Objective: Type 2 diabetes mellitus (DM-2) is an important cardiovascular risk factor, although hardly any data are available in our country. Therefore, we decided to study the incidence of cardiovascular disease (CVD) and the related variables with its appearance in a group of patients with DM-2.
Research design and methods: 176 DM-2 patients without CVD at baseline (63.6% women, mean age 54+/-8.9), mean follow-up 6.3 years. We collected data at 6-month intervals concerning new micro- and macrovascular complications, glucose, HbA(1C), lipid profile, and renal function. We analyzed values at baseline and at the end of follow-up. For numeric variables, the mean value during follow-up was calculated. In renal function variables, we also worked out the difference between baseline and final values, considering the time until the first episode of CVD as the independent variable. Kaplan-Meier analysis was used in categorical variables and Cox regression tests for numeric data and also for multivariate analysis. In multivariate analysis, we included significant data in the univariate analysis, excluding those from the end of the follow-up with the aim of having some predictive meaning in our results.

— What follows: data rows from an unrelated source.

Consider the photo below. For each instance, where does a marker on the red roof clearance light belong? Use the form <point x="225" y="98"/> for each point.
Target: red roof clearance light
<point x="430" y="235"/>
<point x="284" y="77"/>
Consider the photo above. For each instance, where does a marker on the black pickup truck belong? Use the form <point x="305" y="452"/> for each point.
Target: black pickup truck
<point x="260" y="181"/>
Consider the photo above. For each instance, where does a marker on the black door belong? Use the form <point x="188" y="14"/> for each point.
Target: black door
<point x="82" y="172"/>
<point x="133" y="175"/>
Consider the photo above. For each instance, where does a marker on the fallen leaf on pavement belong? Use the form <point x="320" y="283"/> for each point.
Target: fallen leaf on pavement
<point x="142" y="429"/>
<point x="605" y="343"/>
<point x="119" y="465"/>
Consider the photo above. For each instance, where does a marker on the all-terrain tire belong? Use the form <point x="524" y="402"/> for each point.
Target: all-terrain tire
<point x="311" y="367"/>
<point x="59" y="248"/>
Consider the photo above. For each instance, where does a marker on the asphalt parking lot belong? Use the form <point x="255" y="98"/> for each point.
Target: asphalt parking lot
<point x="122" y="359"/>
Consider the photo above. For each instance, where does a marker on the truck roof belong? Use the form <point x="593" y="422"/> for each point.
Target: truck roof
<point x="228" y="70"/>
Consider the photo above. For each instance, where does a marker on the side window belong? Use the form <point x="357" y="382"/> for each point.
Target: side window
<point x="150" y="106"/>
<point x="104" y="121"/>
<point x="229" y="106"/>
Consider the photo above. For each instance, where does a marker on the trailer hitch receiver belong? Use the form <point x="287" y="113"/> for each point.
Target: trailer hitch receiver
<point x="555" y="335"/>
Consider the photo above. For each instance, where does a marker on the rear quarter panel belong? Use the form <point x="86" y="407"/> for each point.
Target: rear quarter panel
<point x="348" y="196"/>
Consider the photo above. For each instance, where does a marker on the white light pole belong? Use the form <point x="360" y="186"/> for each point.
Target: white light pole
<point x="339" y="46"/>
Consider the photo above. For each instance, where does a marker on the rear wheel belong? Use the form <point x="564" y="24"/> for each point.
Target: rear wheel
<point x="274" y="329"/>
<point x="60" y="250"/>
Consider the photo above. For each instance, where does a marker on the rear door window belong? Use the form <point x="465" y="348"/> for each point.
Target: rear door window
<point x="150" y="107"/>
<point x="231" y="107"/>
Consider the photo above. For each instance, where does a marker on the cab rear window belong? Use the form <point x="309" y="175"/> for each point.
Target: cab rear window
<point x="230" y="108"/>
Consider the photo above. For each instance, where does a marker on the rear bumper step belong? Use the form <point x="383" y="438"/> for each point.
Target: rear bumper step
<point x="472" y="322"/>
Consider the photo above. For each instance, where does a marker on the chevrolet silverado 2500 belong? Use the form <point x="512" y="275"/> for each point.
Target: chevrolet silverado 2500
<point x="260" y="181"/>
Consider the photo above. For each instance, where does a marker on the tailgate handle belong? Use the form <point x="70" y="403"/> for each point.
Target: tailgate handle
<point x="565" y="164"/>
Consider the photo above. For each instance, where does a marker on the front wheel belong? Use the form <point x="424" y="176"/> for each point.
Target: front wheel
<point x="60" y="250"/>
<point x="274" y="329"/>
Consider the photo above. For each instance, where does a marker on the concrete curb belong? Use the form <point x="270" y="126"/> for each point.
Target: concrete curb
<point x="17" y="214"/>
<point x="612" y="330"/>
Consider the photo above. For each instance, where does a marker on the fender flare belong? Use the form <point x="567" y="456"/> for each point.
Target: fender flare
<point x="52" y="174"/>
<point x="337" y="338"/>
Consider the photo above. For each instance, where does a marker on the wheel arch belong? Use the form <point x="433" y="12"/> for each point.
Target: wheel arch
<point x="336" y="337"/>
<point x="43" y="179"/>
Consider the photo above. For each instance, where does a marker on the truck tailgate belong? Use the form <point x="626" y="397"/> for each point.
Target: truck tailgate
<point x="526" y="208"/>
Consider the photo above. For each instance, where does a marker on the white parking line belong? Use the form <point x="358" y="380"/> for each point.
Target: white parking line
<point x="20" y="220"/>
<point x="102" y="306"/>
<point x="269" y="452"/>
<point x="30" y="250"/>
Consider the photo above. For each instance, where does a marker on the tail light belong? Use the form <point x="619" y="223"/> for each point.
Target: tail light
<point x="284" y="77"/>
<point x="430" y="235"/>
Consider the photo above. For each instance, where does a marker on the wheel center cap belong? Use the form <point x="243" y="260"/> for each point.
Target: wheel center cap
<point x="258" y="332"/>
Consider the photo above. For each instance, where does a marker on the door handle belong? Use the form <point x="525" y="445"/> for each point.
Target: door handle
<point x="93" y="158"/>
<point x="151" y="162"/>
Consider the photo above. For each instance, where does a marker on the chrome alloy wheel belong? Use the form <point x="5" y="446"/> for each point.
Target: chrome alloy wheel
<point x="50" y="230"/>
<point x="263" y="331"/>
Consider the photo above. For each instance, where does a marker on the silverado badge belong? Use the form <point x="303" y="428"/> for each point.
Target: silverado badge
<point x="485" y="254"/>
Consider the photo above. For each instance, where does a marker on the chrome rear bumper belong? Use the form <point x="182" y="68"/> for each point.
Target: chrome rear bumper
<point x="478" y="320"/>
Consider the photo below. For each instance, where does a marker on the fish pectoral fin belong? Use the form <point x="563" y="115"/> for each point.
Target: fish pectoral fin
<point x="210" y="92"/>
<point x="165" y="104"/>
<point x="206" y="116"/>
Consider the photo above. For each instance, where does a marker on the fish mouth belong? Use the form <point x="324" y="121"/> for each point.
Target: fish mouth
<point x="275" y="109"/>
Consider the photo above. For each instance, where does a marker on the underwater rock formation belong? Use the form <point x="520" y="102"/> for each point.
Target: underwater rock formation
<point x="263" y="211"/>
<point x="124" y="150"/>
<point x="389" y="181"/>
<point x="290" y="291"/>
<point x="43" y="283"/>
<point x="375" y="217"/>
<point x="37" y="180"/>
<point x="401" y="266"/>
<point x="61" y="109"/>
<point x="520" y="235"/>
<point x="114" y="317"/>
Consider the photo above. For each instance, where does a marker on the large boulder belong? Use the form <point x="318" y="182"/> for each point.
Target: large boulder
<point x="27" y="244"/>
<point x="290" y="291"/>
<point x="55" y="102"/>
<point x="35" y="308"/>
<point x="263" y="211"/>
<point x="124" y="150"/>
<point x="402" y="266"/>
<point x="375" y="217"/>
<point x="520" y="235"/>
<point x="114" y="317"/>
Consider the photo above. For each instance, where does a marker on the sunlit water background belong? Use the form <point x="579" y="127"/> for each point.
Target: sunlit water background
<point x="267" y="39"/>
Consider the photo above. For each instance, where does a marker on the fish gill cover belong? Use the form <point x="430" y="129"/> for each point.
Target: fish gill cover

Results: New episodes of CVD were detected in 28 patients (15.9%). These events were statistically related with baseline diagnosed hypertension, presence of diabetic nephropathy and retinopathy, HbA(1C), and total cholesterol. Among mean values during follow-up, the association was with HbA(1C), cholesterol, urinary albumin excretion rate (UAER), glomerular filtration rate (GFR), and systolic arterial pressure. There was also a relationship of CVD events with the new appearance or worsening of diabetic retinopathy or nephropathy, creatinine and UAER increase and the decrease of GFR and effective renal plasma flow (ERPF), during follow-up. In the multivariate analysis, we found an independent association with the appearance of CVD and mean HbA(1C), mean UAER and the presence of proliferative diabetic retinopathy at baseline.
Conclusions: We have a rather low incidence of CVD in our patients with DM-2. The appearance of CVD is independently related with HbA(1C), the level of UAER, and the presence at baseline of diabetic retinopathy.